View original thread
Olmo 3 7B & 32B base & thinking models

@ai2.bsky.social has done it again, fully open models, fully open process

seems competitive with Qwen 3, excel you can fully reproduce any part of the training process

allenai.org/blog/olmo3
Two-panel line chart on a dark teal background showing model performance during “Base Model Training” (left panel) and “Post-Training” (right panel).

Axes and panels:
	•	Left panel title: “Base Model Training.” Left y-axis label: “Base Eval Average (%),” running roughly 50–100. Text along the bottom: “includes Pretraining, Midtraining, Long Context.”
	•	Right panel title: “Post-Training.” Right y-axis label: “Adapt Eval Average (%),” running roughly 30–80. Bottom text: “includes SFT, DPO, RL.”

Main pink curve:
A bright pink line with diamond or cross-shaped markers runs across both panels, climbing steadily.
	•	In Base Model Training it starts a bit above 60%, rises to about 70%, stays level, then jumps to the mid-70s.

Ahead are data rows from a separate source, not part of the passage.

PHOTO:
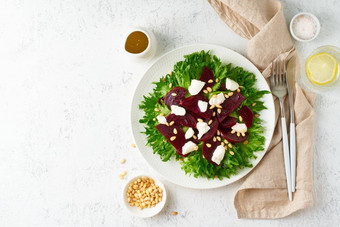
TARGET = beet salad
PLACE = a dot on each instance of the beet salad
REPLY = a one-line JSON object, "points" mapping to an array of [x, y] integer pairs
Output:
{"points": [[205, 114]]}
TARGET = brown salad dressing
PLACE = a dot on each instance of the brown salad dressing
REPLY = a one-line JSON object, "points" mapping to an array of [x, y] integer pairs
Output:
{"points": [[136, 42]]}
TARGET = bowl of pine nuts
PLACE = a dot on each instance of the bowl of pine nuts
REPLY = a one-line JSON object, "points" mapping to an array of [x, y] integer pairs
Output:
{"points": [[144, 196]]}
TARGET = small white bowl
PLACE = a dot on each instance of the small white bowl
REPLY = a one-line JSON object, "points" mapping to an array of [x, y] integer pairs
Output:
{"points": [[149, 52], [146, 212], [317, 22]]}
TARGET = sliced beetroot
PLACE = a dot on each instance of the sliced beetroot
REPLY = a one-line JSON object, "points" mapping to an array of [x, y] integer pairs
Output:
{"points": [[207, 75], [168, 132], [230, 104], [186, 120], [171, 99], [228, 122], [222, 87], [247, 115], [191, 104], [213, 129], [232, 138], [209, 151]]}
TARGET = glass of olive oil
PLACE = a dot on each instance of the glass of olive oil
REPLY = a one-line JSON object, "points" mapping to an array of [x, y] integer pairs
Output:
{"points": [[321, 69]]}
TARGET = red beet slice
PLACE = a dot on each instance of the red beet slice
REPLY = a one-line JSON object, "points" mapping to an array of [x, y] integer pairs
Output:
{"points": [[232, 138], [247, 115], [213, 129], [191, 103], [209, 151], [168, 132], [207, 75], [230, 104], [170, 99], [228, 122], [160, 100], [186, 120]]}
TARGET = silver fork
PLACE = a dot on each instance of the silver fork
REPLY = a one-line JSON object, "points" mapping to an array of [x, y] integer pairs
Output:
{"points": [[279, 89]]}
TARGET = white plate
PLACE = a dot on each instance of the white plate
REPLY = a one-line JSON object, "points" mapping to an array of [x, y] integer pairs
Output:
{"points": [[171, 170]]}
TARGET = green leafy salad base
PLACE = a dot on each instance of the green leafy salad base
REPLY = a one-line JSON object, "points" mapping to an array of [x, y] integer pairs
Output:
{"points": [[183, 72]]}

A label “Marin 32B” sits near one mid-range point, with a small white sailboat icon on a nearby dashed line.
	•	In Post-Training it continues upward, with three points in the high-70s to low-80s, forming a nearly flat top. Each point is marked with a pink outlined diamond plus icon.

Other models / baselines:
Several white or pink dashed lines with different icons represent comparison models.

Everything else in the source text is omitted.